Rwanda, Bosnie, Irak, Algérie, Vietnam, Liban… partout, des hommes reviennent brisés. Depuis ce jour où ils ont rencontré leur mort, dans la bouche d’un fusil, le regard d’un ennemi ou les yeux d’un ami. « Pas plus que le soleil, la mort ne peut se regarder en face » disaient les Anciens. À Bagdad, mon hôtel a reçu un obus. J’ai vu un confrère couché sur la moquette. À la place du ventre, il y avait une tache blanche et nacrée. Ce jour-là, j’ai commencé mon enquête. Elle m’a mené dans plusieurs pays. J’ai interrogé les combattants et les psychiatres, fouillé les livres, la peinture et les films, l’ethnologie et la mythologie.

Une chose est sûre : si on n’affronte pas la douleur de la guerre, elle nous tue. Il faut fouiller en nous-mêmes et se reconstruire pour trouver la guérison. Oui, on peut mourir, survivre et revivre.
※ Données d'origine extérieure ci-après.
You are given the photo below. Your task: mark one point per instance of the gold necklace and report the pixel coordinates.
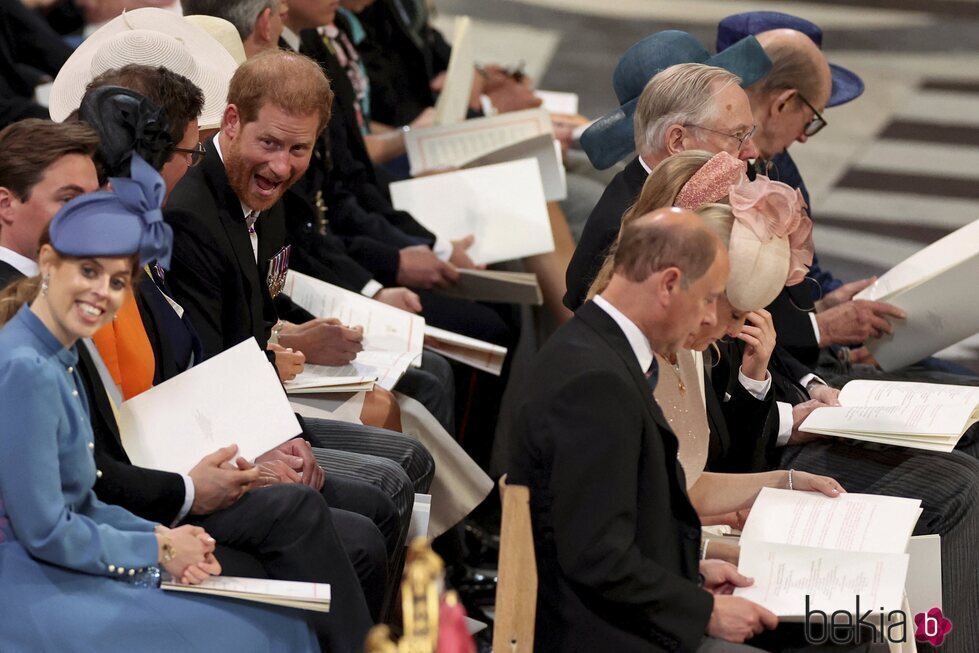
(675, 364)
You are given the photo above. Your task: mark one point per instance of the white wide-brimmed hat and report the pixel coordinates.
(152, 37)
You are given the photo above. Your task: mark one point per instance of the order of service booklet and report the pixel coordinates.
(287, 593)
(807, 550)
(932, 286)
(916, 415)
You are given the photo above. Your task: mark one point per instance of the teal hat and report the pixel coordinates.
(611, 138)
(124, 221)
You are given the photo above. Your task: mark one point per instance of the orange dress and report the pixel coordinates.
(126, 350)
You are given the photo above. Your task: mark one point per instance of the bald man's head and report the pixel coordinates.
(786, 100)
(664, 238)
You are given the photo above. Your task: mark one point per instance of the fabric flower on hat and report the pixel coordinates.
(771, 209)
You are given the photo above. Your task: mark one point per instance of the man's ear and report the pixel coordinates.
(263, 25)
(668, 284)
(780, 101)
(231, 123)
(674, 138)
(8, 201)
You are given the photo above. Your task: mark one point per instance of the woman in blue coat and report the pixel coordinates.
(77, 574)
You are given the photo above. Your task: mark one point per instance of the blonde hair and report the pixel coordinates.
(18, 293)
(660, 189)
(720, 219)
(680, 94)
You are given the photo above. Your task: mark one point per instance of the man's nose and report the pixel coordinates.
(279, 164)
(749, 151)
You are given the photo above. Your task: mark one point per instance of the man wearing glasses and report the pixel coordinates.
(787, 106)
(685, 106)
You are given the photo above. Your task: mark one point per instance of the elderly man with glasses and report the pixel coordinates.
(664, 109)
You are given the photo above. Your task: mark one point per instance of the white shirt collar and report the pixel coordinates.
(637, 340)
(24, 265)
(291, 38)
(245, 209)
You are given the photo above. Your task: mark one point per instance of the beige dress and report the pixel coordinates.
(680, 394)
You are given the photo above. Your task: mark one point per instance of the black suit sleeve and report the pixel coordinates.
(790, 315)
(148, 493)
(195, 278)
(595, 515)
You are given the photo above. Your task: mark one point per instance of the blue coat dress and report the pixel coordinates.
(63, 552)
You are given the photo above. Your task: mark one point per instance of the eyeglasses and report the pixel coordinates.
(817, 122)
(741, 138)
(196, 153)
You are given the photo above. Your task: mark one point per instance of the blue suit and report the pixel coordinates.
(63, 552)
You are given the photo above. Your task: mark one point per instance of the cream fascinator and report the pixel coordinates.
(771, 238)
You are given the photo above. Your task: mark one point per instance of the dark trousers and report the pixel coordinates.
(291, 532)
(948, 486)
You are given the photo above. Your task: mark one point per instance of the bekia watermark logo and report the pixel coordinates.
(846, 627)
(932, 627)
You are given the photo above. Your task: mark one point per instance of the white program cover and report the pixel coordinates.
(233, 398)
(502, 205)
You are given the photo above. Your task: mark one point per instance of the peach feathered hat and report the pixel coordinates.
(770, 244)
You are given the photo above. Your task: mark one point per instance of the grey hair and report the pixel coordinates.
(240, 13)
(680, 94)
(792, 68)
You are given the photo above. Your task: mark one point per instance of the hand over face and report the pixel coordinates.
(758, 334)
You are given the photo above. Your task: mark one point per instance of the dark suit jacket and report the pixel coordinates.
(616, 536)
(400, 63)
(154, 495)
(743, 429)
(213, 273)
(601, 230)
(8, 274)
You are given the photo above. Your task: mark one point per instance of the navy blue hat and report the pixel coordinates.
(124, 221)
(847, 85)
(610, 138)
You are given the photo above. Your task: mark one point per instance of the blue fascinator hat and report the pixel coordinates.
(122, 222)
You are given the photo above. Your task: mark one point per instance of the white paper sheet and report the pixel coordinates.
(453, 102)
(918, 420)
(559, 102)
(310, 596)
(901, 393)
(323, 378)
(849, 522)
(502, 205)
(933, 286)
(385, 328)
(480, 355)
(785, 575)
(453, 146)
(233, 398)
(546, 150)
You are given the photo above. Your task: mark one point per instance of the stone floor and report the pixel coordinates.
(895, 170)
Et ce mal ne nous parle que de vie et d’humanité. Ceci est ma plus grande enquête. «  »

VOIR LE FILM

Le premier documentaire réalisé sur le PTSD (Traumatismes psychiques de la guerre »)
Le film :  » SANS BLESSURES APPARENTES »
Enfin disponible. Voir le documentaire en intégralité tel que diffusé par Infrarouge..

 

DANS LA PRESSE:

Lire la critique dans le Nouvel-Observateur

Lire la critique dans Marianne, en cliquant sur l’icône ci-dessous: Marianne.pdf

– Lire l’article dans le Quotidien « La libre Belgique »
->http://www.lalibre.be/actu/monde/article/459738/il-faut-soigner-les-cancers-de-l-ame.html]
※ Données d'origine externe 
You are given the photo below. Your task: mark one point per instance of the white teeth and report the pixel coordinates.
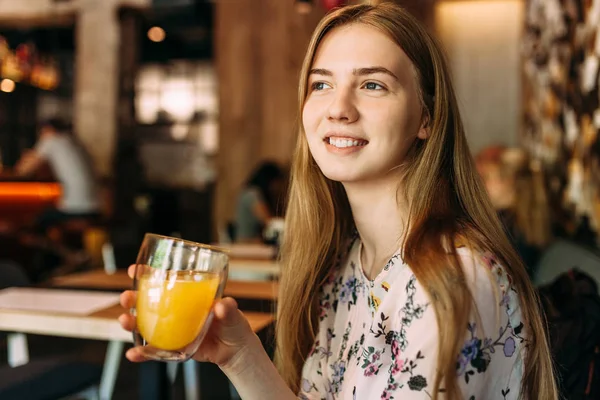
(342, 143)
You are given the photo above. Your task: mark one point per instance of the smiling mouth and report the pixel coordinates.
(341, 143)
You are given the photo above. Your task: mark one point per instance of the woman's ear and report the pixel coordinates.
(424, 129)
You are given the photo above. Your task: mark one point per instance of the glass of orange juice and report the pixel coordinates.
(177, 283)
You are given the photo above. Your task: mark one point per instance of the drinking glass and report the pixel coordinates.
(177, 283)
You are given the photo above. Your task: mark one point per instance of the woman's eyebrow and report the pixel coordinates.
(356, 71)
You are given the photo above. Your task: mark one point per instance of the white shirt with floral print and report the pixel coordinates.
(378, 338)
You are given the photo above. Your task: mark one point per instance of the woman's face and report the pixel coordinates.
(362, 111)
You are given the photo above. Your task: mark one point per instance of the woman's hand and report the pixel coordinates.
(228, 337)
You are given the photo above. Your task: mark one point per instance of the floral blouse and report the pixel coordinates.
(378, 338)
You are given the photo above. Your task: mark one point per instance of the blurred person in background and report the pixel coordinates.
(70, 166)
(259, 202)
(517, 190)
(398, 280)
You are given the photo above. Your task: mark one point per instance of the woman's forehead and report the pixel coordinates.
(358, 46)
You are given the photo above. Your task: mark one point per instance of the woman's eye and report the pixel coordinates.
(319, 86)
(373, 86)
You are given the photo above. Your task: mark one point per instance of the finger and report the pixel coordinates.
(127, 321)
(135, 355)
(226, 311)
(127, 299)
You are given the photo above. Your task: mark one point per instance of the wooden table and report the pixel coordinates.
(119, 281)
(99, 325)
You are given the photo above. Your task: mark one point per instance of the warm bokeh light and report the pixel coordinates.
(303, 6)
(7, 85)
(156, 34)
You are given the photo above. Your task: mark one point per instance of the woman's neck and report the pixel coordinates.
(380, 220)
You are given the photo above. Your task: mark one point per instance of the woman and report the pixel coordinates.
(395, 280)
(516, 188)
(258, 202)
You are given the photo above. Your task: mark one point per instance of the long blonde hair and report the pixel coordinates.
(446, 199)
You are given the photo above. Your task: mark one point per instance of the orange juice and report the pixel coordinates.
(171, 309)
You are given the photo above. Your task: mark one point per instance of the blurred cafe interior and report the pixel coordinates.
(178, 117)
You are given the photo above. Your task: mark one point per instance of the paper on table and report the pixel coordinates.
(75, 302)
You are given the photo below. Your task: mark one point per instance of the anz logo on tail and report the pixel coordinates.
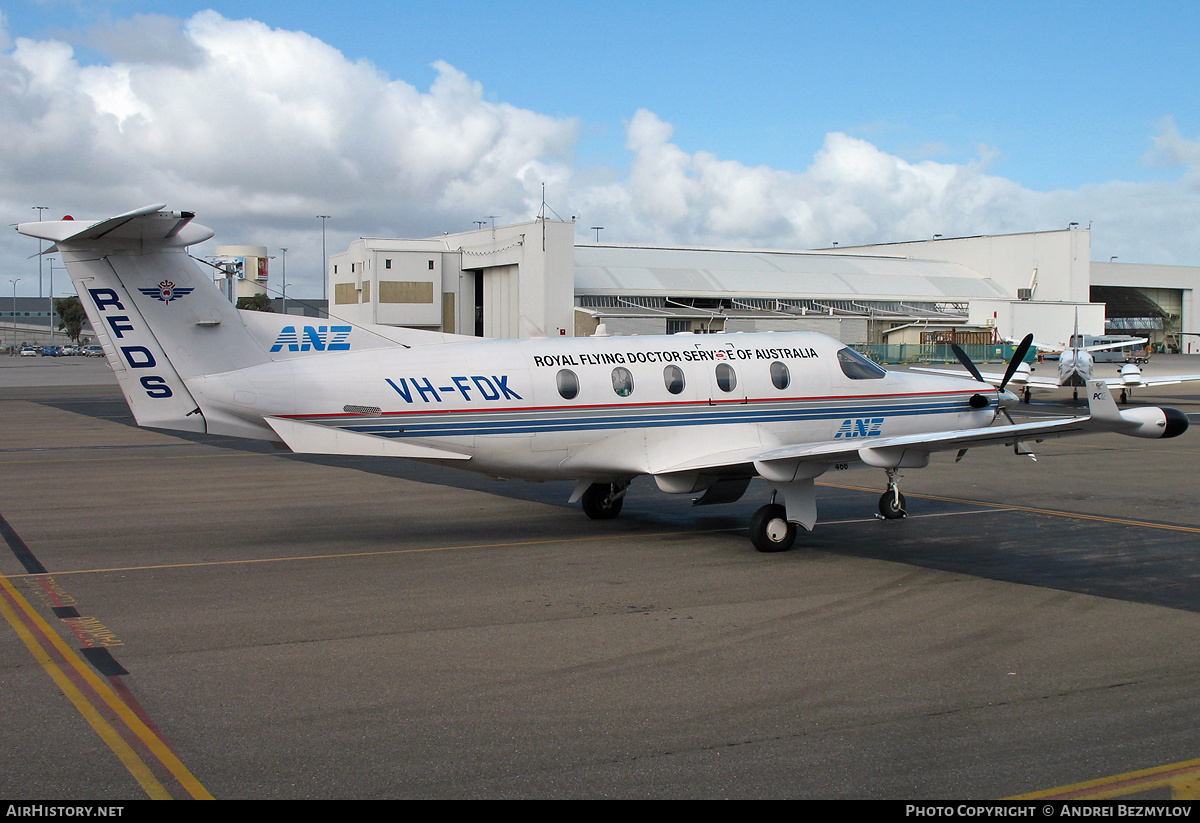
(856, 427)
(313, 338)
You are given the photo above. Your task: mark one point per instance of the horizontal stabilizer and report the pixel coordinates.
(145, 227)
(316, 439)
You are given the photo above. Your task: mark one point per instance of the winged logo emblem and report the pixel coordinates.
(166, 290)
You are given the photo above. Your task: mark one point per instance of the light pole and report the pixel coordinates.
(283, 276)
(40, 210)
(53, 263)
(324, 287)
(15, 311)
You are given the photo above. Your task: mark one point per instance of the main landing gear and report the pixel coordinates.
(769, 529)
(892, 504)
(603, 502)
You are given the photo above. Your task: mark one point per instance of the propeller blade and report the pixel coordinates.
(1018, 356)
(966, 362)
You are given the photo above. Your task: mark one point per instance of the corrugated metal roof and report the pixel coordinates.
(690, 271)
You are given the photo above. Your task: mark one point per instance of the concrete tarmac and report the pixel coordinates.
(280, 626)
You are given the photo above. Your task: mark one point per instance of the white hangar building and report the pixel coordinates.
(533, 278)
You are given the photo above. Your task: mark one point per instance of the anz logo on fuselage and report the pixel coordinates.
(315, 338)
(857, 427)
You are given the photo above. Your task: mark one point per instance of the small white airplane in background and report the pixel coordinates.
(702, 414)
(1077, 368)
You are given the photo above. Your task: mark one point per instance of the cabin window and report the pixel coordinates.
(568, 384)
(726, 379)
(672, 376)
(622, 382)
(779, 376)
(858, 367)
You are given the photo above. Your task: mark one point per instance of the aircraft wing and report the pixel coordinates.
(870, 450)
(1151, 382)
(913, 450)
(835, 450)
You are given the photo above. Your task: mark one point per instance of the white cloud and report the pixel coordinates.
(258, 130)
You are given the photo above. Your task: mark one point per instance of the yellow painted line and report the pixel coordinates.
(1182, 779)
(111, 737)
(1032, 510)
(143, 732)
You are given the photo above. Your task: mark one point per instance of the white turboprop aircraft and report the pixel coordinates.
(701, 414)
(1077, 368)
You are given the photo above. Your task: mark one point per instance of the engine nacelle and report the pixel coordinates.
(1131, 374)
(1155, 422)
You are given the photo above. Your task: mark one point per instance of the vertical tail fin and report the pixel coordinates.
(159, 317)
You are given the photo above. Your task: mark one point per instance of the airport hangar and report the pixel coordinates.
(533, 278)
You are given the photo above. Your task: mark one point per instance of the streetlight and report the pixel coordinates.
(15, 311)
(53, 263)
(324, 262)
(40, 210)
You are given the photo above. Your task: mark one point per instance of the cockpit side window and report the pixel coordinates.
(622, 382)
(726, 378)
(672, 377)
(857, 367)
(779, 376)
(568, 384)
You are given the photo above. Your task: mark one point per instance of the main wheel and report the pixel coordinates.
(892, 505)
(769, 529)
(599, 503)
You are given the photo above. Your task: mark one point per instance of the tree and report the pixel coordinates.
(71, 316)
(259, 302)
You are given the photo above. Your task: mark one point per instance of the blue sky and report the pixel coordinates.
(1035, 114)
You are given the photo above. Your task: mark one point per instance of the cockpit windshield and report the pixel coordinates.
(857, 367)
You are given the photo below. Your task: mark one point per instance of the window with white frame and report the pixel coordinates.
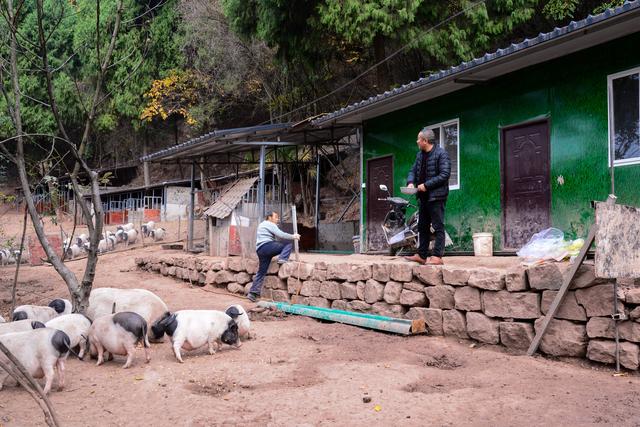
(448, 137)
(624, 117)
Ecouter un entretien avec Jean-Paul Mari dans l’émission « Médialogues » en cliquant sur l’icone ci-dessous:20081013-reporter-de-guerre.mp3

L’auteur au Salon du livre du Prix Bayeux

Forum OBS.COM réalisé le 17 octobre 2008 avec les internautes du Nouvel-Observateur

Thème du forum :
Les traumatismes psychiques de la guerre.
Avec Jean-Paul Mari, grand reporter au Nouvel Observateur, auteur de « Sans blessures apparentes. Enquête chez les damnés de la guerre » (éd. Robert Laffont, octobre 2008)

Question de : Elsa

Bonjour Jean-Paul Mari. Le Centre Primo Levi s´occupe des victimes de tortures, prend en charge les blessures physiques et psychiques des torturés. Amnesty International soutient la démarche du Centre Primo Levi. Existe-t-il des associations qui aident les militaires blessés psychiquement par les guerres ?
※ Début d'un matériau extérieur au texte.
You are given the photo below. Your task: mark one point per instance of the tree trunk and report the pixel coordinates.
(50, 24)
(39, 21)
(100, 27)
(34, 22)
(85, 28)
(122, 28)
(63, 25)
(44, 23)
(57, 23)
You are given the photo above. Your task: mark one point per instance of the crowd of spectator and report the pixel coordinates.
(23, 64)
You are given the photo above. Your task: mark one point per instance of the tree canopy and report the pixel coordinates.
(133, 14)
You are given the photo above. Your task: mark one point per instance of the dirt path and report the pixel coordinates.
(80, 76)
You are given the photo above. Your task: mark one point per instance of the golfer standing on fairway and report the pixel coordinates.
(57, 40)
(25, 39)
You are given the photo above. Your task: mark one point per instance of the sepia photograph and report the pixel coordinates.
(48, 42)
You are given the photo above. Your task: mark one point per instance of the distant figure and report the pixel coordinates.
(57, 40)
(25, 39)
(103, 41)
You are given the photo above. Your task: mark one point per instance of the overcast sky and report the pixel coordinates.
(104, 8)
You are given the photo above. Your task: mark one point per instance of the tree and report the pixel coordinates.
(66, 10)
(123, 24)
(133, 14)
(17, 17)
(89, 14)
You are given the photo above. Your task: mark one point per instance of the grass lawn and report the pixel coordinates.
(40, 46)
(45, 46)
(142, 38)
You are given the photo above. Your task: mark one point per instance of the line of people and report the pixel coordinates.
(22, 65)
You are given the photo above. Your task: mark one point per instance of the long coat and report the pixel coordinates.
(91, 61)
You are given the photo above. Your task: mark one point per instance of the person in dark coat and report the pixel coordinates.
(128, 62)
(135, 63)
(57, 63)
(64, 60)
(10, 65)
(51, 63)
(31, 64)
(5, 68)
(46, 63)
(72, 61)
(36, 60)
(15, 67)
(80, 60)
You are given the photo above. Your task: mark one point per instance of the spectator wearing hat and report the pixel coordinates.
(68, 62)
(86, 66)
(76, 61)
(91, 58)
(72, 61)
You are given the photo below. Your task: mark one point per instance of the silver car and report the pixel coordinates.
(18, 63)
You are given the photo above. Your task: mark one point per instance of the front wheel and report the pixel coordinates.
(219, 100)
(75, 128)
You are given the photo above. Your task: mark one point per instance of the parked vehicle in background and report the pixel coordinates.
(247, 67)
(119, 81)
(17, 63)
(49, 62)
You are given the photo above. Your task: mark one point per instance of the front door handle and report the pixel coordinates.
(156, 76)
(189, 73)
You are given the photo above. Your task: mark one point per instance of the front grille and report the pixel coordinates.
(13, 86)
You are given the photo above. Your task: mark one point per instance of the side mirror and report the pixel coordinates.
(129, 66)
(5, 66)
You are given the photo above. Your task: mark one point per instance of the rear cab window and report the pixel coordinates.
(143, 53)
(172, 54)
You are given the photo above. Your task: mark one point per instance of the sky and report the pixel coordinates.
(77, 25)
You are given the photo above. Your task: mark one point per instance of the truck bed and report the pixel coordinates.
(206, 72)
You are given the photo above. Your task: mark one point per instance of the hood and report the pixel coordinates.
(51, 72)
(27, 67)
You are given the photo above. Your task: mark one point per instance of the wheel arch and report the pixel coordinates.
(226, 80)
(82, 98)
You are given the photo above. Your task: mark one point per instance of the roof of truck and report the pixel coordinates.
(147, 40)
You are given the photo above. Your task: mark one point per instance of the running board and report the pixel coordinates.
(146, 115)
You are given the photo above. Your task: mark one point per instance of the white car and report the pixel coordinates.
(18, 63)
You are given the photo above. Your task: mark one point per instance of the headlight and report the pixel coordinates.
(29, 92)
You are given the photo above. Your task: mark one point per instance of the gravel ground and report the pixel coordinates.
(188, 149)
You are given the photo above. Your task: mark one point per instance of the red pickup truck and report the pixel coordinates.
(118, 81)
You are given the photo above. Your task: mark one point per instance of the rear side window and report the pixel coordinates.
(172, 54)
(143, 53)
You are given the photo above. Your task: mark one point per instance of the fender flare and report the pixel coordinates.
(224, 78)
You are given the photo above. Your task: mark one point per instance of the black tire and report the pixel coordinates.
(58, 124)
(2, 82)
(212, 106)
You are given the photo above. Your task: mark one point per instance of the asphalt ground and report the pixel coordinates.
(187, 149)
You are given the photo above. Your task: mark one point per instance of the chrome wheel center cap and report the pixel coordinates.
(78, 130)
Réponse : Il existe des associations qui aident les militaires, bien sûr, mais beaucoup moins sur le problème précis des blessures psychiques. A noter « Traumapsy » très active sur le sujet. L´essentiel du travail thérapeutique et des publications sur le thème sont l´œuvre des psychiatres militaires français. Mais le constat est que ce Mal est largement sous-traité, sous-estimé, méconnu pour ne pas dire tabou.

Question de : David Chiron Nice
Sur quels conflits se base votre expérience ?

Réponse : Les conflits que j´ai connus depuis 1980: Liban, Israel-Palestine, Algérie, Guerre Iran-Irak, 1ere guerre du Golfe, guerre d´Irak, Rwanda, Bosnie, Kosovo, Afghanistan, Erythrée, Sri-Lanka, Tchad, Sierra Leone, Liberia, Zaire-Congo, Nouvelle-Calédonie pour l´essentiel.

Question de : Internaute
Pensez-vous que les victimes ne se comptent qu´en nombre de morts et de blessés? Ou encore comment estimer les impacts laissés par la guerre sur les survivants?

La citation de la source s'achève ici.